The tradition of transporting the Olympic torch from Mt. Olympia to the Olympic Stadium via relay was inaugurated at the Eleventh Modern Olympiad, more commonly known as the 1936 Berlin Olympics, and under the watchful eyes of Adolf Hitler and the German Third Reich. Needless to say, there was no question that the spectacle, captured by Leni Riefenstahl in her documentary Olympia, served an explicit political purpose; and equally certain, there were no dissenters present at the event (or at least visible to the cameras that captured the occasion for posterity). Any discussion of the recent protests for human rights surrounding the relay of the torch to Beijing for the Twenty-ninth Modern Olympiad needs to begin by remembering the origins of the tradition.
China’s record of human rights violations have been featured in western photojournalistic venues recently, oscillating between images of the often brutal oppression of Tibetans and images of protesters around the world urging a boycott of the Beijing Olympics. And, of course, photographs of protesters challenging the Olympic relay have been especially prominent. The photograph below, however, is somewhat unique amongst such images and in its own way it is a provocative allegory for the problem that China and the International Olympic Committee face.
What we are looking at is the route that the Olympic torch was to take in New Delhi along Prakash Vir Shastri Avenue, the major boulevard that runs throughout most of the city and eventually passes Rashtrapati Bhavan, the palace and official residence of the President of India, seen here in the upper right hand corner of the photograph. Shot from on high and at a distance, the image situates the viewer as a spectator looking down upon the scene, but apparently not part of it. The wide angle underscores the fact that we are in a public space as it captures a major intersection in the road; the sharp contrast of shadow and light draws our attention away from the buildings on either side of the avenue to the width of the boulevard and the vectors that divide and guide the street traffic. According to the caption that accompanied the picture in the NYT, the people standing in the street are “officials wait[ing] for the torch … along a boulevard purged of spectators.”
The Olympic relay is designed as a spectacle, its ostensible purpose being to generate visible and worldwide enthusiasm for the pageantry and athletic events soon to follow. But, of course, a spectacle needs spectators, and here, the caption tells us, they have been “purged.” The choice of words is ominous, as is a midday image of a major boulevard in a major city absent any sign of its people. India is a democratic republic with a constitution that guarantees its citizens a wide range of civil rights, including freedom of speech and expression and the freedom of peaceful assembly. The dissent that is the product of such rights is essential to a vital democratic polity, but here apparently, the simple fear of anti-Chinese protests was enough to keep the public—supporters and dissenters alike— far enough away from the event so as to avoid “marr[ing] its appearance.” The irony is that in the process the Olympic relay in New Delhi was made into something of a caricature of itself. Designed to silence those who would urge a boycott on the Olympics, the photograph shows us what the effect of such a boycott might actually be: a spectacle without spectators.

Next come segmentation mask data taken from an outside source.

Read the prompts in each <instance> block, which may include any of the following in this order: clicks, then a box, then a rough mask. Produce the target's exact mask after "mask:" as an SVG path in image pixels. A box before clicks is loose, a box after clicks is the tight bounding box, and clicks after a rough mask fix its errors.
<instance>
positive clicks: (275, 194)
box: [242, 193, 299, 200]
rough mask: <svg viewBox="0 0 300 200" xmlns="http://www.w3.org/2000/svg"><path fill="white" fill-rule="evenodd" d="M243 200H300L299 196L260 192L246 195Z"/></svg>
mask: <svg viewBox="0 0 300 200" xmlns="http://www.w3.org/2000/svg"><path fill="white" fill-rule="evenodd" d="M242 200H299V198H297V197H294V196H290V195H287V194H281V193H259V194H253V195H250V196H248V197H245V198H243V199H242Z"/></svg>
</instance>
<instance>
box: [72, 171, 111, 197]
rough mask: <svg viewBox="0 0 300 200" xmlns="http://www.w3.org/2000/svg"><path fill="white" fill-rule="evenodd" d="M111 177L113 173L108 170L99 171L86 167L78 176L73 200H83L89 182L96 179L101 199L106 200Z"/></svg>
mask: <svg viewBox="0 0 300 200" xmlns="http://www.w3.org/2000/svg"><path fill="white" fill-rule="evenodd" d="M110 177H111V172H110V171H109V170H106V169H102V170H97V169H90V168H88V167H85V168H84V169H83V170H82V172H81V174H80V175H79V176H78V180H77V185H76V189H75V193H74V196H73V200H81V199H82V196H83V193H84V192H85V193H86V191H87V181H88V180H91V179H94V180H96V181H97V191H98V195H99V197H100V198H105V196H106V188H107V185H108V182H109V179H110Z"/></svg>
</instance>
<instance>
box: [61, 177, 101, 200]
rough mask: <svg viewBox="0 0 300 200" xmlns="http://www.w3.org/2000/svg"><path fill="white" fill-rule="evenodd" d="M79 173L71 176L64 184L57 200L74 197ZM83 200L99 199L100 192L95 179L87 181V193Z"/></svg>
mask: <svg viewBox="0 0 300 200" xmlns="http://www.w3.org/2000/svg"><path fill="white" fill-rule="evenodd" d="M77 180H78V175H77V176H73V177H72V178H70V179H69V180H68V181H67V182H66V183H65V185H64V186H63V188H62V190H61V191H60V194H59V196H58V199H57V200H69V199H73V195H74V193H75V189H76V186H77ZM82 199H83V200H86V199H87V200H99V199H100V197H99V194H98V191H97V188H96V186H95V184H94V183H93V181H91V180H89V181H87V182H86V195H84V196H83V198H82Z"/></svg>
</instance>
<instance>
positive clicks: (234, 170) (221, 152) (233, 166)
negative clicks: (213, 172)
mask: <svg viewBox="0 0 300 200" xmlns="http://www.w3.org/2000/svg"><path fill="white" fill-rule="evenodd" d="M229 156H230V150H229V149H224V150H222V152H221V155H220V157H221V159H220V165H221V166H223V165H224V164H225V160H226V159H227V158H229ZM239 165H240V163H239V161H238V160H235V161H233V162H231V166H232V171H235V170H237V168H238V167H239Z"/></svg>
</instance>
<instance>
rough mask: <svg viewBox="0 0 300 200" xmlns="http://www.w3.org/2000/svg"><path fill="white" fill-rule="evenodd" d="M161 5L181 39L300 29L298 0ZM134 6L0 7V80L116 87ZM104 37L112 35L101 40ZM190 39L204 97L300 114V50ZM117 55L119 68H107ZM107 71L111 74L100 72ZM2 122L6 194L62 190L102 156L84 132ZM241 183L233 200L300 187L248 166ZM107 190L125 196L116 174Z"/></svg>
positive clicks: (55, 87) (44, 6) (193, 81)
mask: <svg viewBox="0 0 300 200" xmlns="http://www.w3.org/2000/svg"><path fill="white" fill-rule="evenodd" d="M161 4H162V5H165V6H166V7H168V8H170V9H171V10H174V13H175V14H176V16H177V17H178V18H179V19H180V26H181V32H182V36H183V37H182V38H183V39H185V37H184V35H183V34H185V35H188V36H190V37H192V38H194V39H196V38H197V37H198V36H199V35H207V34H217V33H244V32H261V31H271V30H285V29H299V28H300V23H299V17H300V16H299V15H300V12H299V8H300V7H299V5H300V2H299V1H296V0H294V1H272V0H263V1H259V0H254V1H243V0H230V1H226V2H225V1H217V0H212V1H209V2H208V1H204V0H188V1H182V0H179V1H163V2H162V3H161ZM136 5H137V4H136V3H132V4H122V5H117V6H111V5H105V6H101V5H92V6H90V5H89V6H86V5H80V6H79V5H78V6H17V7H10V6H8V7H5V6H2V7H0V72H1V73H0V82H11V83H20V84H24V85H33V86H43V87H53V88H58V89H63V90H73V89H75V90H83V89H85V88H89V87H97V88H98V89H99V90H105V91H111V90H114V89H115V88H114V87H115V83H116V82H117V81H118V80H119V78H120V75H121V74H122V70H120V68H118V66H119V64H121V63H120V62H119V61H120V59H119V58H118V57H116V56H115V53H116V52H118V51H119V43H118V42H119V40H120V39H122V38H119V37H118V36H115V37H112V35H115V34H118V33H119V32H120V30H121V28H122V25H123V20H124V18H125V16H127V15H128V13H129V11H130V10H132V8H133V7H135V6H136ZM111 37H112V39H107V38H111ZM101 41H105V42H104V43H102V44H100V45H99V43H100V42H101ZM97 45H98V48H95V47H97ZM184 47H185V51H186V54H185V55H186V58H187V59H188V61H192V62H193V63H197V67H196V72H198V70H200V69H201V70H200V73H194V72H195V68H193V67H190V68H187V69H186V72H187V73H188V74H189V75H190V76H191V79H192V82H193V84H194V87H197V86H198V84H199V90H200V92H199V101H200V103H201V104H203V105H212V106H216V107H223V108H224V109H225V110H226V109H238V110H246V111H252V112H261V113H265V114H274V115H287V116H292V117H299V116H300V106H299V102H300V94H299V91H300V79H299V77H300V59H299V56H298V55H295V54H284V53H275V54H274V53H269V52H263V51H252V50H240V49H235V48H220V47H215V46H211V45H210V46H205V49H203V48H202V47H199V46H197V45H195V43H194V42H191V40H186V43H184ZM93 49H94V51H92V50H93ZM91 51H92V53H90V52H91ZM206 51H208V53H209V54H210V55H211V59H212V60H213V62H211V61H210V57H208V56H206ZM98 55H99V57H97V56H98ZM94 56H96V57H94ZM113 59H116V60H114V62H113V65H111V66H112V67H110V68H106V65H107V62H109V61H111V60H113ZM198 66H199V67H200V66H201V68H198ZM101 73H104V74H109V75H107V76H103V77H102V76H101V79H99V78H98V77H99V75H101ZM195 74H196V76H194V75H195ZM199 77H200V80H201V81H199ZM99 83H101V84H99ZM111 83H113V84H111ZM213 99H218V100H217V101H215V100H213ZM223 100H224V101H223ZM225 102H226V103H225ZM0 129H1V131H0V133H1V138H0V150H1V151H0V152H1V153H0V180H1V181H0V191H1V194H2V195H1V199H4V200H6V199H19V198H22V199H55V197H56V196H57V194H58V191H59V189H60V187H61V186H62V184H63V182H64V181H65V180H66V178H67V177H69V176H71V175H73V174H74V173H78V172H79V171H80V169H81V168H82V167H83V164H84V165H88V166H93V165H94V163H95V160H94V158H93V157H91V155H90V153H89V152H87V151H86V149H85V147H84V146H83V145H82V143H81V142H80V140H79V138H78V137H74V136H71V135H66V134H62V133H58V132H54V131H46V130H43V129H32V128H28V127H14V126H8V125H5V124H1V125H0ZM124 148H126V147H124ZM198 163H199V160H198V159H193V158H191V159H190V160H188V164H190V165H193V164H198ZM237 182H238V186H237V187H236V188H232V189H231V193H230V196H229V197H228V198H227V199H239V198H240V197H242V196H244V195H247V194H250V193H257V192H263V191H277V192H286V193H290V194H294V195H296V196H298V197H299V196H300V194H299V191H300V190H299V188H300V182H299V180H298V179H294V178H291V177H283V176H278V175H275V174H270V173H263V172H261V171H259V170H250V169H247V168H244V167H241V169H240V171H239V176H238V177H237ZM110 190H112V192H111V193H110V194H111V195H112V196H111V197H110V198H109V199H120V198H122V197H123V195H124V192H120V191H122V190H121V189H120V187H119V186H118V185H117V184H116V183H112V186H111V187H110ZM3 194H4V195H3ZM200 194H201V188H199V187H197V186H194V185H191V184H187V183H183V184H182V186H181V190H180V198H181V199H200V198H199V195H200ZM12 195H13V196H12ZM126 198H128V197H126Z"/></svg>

From a slightly different vantage point, however, the photograph reinvests the viewer with a certain moral force, for while the framing distances us from the scene, it also nevertheless positions us as witnesses to a “purging.” And in this context it calls to mind the iconic photograph of the lone individual standing down a row of tanks in Tiananmen Square, shot on a similar public thoroughfare and from a comparable vantage. The difference, of course, is that the earlier photograph featured the liberal individual by his heroic presence, and here we are confronted with a democratic people by their forced and pronounced absence. What we need to remember is that in the end a functioning liberal-democracy requires both in some measure of equipoise and that we can never—not ever—let the fear of dissent compromise our commitment to either lest we destroy what we intended to save in the first place.